Letters to Young Will

by Peter Saint-Andre

2005-03-13

I've been enjoying the occasional series of letters that Will Wilkinson has been writing to his former self on what's wrong (and right) with the ideas of Ayn Rand. The first letter was on free will and determinism, the second letter on human sociality, and the third letter on ethics. If you never went through an Ayn Rand phase, the letters may not speak to you, but as a recovered Randian myself I find them fascinating (and I sure could have benefited from them when I was oh, about, 18 years old).

Will makes several key observations:

There are many important implications of these insights. One is that there is a lot of work to be done in fully understanding human nature. Hint: it's not all pretty (we humans are a crafty bunch!), and Randian claims such as "there are no conflicts of interest among rational men" are true only on an extraordinarily desiccated vision of what it means to be a rational human being.

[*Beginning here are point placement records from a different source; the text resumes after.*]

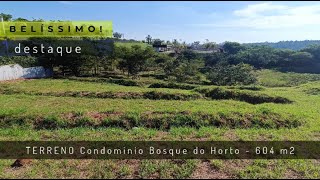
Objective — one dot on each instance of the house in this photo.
(162, 47)
(15, 71)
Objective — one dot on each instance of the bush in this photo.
(172, 85)
(24, 61)
(225, 74)
(249, 97)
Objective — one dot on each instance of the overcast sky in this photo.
(187, 21)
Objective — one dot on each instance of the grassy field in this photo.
(285, 107)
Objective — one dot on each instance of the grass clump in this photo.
(247, 96)
(172, 86)
(160, 120)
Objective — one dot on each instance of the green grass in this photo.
(184, 116)
(271, 78)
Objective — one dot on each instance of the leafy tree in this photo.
(117, 35)
(149, 39)
(225, 74)
(6, 17)
(232, 47)
(134, 59)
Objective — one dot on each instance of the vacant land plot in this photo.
(62, 109)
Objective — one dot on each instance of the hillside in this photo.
(293, 45)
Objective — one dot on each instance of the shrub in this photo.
(225, 74)
(250, 97)
(172, 85)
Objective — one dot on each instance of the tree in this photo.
(226, 75)
(149, 39)
(134, 59)
(232, 47)
(6, 17)
(21, 20)
(157, 42)
(210, 45)
(301, 59)
(117, 35)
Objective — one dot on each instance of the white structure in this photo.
(15, 71)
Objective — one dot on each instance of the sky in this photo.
(244, 22)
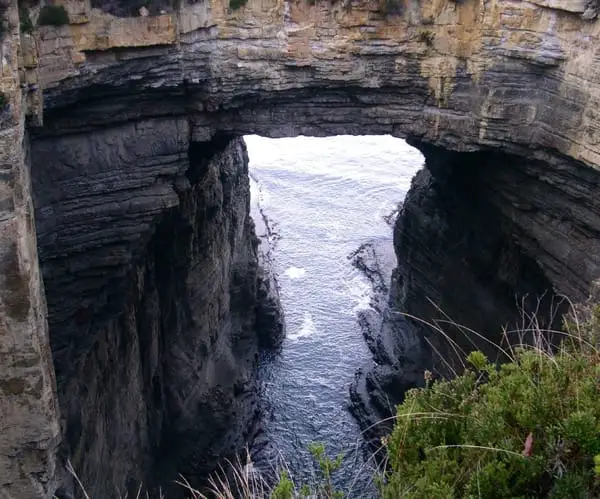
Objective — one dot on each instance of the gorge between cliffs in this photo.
(137, 303)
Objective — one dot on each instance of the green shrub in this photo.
(236, 4)
(528, 428)
(53, 15)
(25, 20)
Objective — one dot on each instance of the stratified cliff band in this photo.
(147, 252)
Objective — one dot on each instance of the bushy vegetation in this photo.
(53, 15)
(527, 428)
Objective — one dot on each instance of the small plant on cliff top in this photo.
(53, 15)
(526, 428)
(236, 4)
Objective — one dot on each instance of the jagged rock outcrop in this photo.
(503, 92)
(150, 267)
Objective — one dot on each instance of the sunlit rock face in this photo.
(141, 197)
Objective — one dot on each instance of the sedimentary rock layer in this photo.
(150, 267)
(136, 107)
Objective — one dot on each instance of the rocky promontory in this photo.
(121, 166)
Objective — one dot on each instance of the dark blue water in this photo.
(323, 198)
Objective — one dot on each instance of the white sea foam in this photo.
(307, 328)
(295, 272)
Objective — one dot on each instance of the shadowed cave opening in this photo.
(147, 257)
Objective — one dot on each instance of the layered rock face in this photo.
(506, 232)
(141, 199)
(149, 262)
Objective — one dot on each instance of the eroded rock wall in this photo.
(490, 238)
(150, 265)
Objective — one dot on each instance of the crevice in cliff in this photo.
(153, 287)
(485, 239)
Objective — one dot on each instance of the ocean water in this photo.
(322, 198)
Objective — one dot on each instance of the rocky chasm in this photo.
(123, 189)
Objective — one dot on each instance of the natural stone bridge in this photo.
(132, 160)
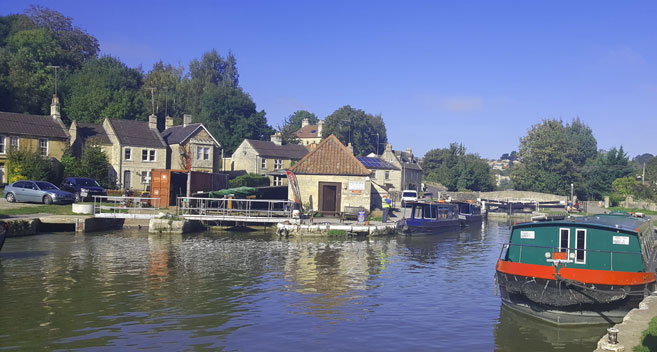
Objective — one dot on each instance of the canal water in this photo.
(130, 290)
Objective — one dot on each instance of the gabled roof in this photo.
(180, 134)
(308, 131)
(92, 130)
(273, 150)
(330, 157)
(376, 163)
(31, 125)
(136, 134)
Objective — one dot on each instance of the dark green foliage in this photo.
(104, 87)
(292, 124)
(552, 156)
(456, 170)
(231, 116)
(249, 180)
(357, 126)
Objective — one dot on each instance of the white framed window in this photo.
(145, 177)
(148, 155)
(14, 142)
(580, 244)
(564, 240)
(43, 146)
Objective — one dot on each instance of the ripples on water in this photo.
(130, 290)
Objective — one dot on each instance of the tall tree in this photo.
(363, 130)
(104, 87)
(552, 156)
(231, 116)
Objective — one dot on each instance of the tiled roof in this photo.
(308, 131)
(330, 157)
(137, 134)
(376, 163)
(31, 125)
(92, 130)
(273, 150)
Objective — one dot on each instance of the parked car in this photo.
(83, 188)
(409, 195)
(36, 191)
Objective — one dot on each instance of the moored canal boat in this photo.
(584, 270)
(428, 218)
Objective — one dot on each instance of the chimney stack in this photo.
(152, 122)
(277, 138)
(168, 122)
(54, 108)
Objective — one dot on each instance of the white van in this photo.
(409, 195)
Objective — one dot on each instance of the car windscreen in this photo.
(87, 182)
(46, 186)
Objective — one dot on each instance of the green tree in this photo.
(231, 116)
(456, 170)
(552, 156)
(358, 127)
(104, 87)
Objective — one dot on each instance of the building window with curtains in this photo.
(43, 147)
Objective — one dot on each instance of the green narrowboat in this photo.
(582, 270)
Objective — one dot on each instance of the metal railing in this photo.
(126, 207)
(568, 251)
(226, 207)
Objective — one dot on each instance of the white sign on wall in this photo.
(528, 235)
(356, 185)
(621, 240)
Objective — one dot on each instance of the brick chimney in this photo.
(277, 139)
(54, 108)
(152, 122)
(168, 122)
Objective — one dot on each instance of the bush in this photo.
(249, 180)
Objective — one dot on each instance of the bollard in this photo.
(612, 336)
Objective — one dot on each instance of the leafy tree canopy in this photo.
(552, 156)
(357, 126)
(456, 170)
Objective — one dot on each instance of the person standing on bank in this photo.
(385, 204)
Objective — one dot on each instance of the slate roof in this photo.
(31, 125)
(273, 150)
(136, 134)
(92, 130)
(330, 157)
(308, 131)
(376, 163)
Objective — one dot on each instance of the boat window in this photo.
(564, 239)
(581, 246)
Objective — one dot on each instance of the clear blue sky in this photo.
(476, 72)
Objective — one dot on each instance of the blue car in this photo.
(37, 192)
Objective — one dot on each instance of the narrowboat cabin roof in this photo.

If old Aristotle were alive today you can be sure he'd be integrating the insights of anthropology and evolutionary psychology as fast as they were coming in. Those who would move forward with a philosophy for living on earth need to drop the ideology and get scientific in a humanistic way (Jacob Bronowski provided a good example of such an approach, I think, but science has come a long way since the 1960s, when Bronowski did most of his writing).

Another implication is that history matters. For a history major, Rand was often depressingly a-historical. The current context of human experience involves a great deal of hard-won knowledge that is embedded in institutions, laws, practices, organizations, technologies, habits of mind, and the like. Granted, also embedded in these phenomena are misconceptions, irrationalities, and outright falsehoods. Is the modern welfare-warfare state far from the ideal form of government? Are modern mega-corporations partially inimical to human flourishing? Well, yeah. Sorry, reality is messy and perfection is not an option. So we try to do the best with what we've got -- which is a lot. Modern gadgetry fulfills Clarke's third law of technology by bordering on magic, modern science has begun to reveal the secrets of biological nature, modern economics shows more and more the connection between prosperity and freedom, and so on.

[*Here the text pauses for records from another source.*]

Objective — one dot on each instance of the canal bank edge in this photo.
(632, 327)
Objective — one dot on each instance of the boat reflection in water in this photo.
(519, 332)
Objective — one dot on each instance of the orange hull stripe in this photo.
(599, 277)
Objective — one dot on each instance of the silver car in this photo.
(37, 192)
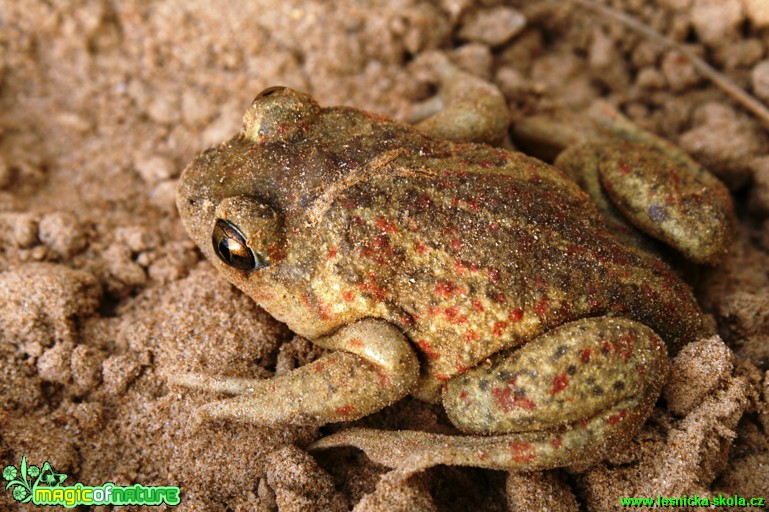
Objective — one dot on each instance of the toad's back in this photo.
(470, 261)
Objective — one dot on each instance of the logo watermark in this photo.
(42, 485)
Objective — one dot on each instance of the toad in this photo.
(454, 272)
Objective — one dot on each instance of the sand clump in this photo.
(102, 293)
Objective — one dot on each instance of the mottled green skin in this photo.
(469, 250)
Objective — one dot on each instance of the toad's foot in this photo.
(569, 397)
(372, 366)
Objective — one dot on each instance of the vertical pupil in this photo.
(224, 249)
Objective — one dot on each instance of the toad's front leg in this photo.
(372, 366)
(569, 397)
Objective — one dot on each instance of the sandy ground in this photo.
(102, 293)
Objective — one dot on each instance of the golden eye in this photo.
(270, 91)
(230, 245)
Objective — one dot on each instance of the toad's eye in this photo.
(230, 245)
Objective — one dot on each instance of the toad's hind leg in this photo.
(373, 366)
(655, 185)
(568, 397)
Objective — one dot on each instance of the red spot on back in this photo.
(522, 451)
(386, 225)
(345, 410)
(445, 288)
(560, 382)
(624, 168)
(452, 315)
(498, 297)
(428, 349)
(508, 401)
(616, 418)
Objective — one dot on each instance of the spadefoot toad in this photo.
(455, 272)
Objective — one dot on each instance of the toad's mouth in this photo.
(586, 440)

The great challenge as I see it is to integrate all of the theoretical and practical knowledge that we as a species have been gaining, and gaining in a greatly accelerated fashion. Rand's followers exist in an ideological vacuum, even a kind of scientific deprivation experiment. They prattle on about metaphysics, epistemology, ethics, politics, and aesthetics as if philosophy were some lordly queen of the sciences who needs only to legislate and never to listen. All the while, the sciences and practical arts have made incredible progress over the last 500 years, especially over the last 100 years, and amazingly so even in the last generation. In many ways, the world is practically a different place than it was when Rand effectively stopped writing 30 years ago. There is much to learn about the nature of the world from physics, chemistry, and biology. There is much to learn about epistemology (e.g., the processes of conceptualization) from cognitive psychology and the practical methods of sciences such as biological taxonomy. Ethics needs to be informed by anthropology, evolutionary psychology, biology, sociology, history, and related sciences. Politics is not a standalone discipline in which one can opine once and for all regarding the nature of societal interaction and the necessity for government, but instead must be pursued (I think) in an almost experimental manner, informed by history, economics, law, psychology, and business. Even in the traditionally autonomous realm of art we have come to see that art does not exist for art's sake but for the sake of human beings and in particular human groups: the work of Ellen Dissanayake has revealed deep connections between art and biology, psychology, ethology, and technology (what are the tools of the arts but technological artifacts such as the painter's paints and brushes, the sculptor's hammers, the musician's instruments?).

In a series of books written from the middle 1980s to early 1990s, Hao Wang adumbrated a vision of philosophy as what he called "phenomenography" -- a discipline that would map out what we have learned about material reality as well as our human selves and our social interactions. Wang held that rather than endlessly arguing about how we know, it would be much more productive to gain a clear picture of what we know. He focused mainly on the sciences, but I would extend his insights also to technology in the broadest sense: the practical techniques, tools, institutions, organizational forms, and instruments by which humans have gained such incredible power over nature.

Of course, such an effort ceased to be the job of one person around the time of Leibniz or perhaps Kant. Today we'd use databases, wikis, semantic web technologies, and the like to connect the dots, abstract from particular scientific results, and map out the achievements of both human knowledge and practical pursuits. A huge undertaking, to be sure. But a lot more important than the petty argumentation and analysis that have passed for philosophy over the last hundred years.